Let’s run through the Nets starting five and their salaries for next season:
Point guard Deron Williams, $17.2 million; shooting guard Joe Johnson $19.8 million; Gerald Wallace $9 million; Kris Humphries $12 million; Brook Lopez $13.7 million.
That is $71.7 million, not counting incentives some players may hit. That is with a salary cap of $58 million and a luxury tax threshold of $70.3 million. That’s not counting Mirza Teletovic at $3 million, Reggie Evans at $1.6 million, MarShon Brooks at $1.2 million or any salary from the other six or so guys needed to fill out the roster.
And every one of those starters will make more next season.

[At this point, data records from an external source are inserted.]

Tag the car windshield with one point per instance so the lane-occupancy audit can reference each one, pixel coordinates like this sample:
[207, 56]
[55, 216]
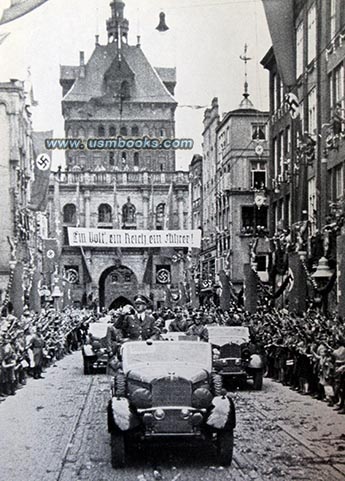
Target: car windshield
[165, 352]
[98, 330]
[223, 335]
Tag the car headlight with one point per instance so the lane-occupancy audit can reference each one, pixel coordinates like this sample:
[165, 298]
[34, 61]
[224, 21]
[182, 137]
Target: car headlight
[202, 398]
[141, 398]
[159, 414]
[185, 413]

There is a new luxury tax looming in a couple years, a punitive one that has teams scared. The more over the tax line you are, the higher the tax rate. If you’re over the tax line three years in a row, you pay fines on top of the tax. Look at it this way, the Lakers $16 million dollar-for-dollar tax this season would have cost them $52 million in 2015.
Nets owner Mikhail Prokhorov doesn’t care. The Russian billionaire made more money in interest since you started reading this article than you will all year. Plus for him, owning the Nets is part of a larger real estate deal around the arena — the Brooklyn Yards project — that will make him a lot more money. If the Nets are a draw but a loss-leader in that equation, so what?

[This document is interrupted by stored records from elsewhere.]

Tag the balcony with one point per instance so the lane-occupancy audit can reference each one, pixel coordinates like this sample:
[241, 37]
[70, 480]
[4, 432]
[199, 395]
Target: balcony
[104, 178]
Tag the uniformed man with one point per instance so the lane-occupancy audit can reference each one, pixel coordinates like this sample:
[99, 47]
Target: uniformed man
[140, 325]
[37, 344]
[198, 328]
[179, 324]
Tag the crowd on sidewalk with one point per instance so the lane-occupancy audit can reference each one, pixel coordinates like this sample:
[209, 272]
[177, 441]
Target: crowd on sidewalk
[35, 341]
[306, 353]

Prokhorov knew he needed a better team to open the Barclay’s center and told GM Billy King to go out and buy one.
You can justify each an every one of these signings individually. Williams is one of the best point guards in the league and the team’s franchise player. Johnson is still an All-Star point guard and his level of talent was needed to make sure Williams didn’t bolt for Dallas. Gerald Wallace is pretty good at both ends of the floor. The Nets needed a big man and Lopez had other teams ready to step in and give him a max deal, so to keep him that was the price.
As for Humphries, yes he is overpaid at $12 million a year but with a short two-year deal he is still a trade chip the Nets can try to use to get Dwight Howard after Jan. 15 (the soonest they can move any of the players they re-signed this summer).
But man, together that is one healthy tax bill coming due. That new, harsher CBA and luxury tax really only matter if an owner is concerned about the bottom line of that team by itself. Prokhorov is in it for a bigger picture.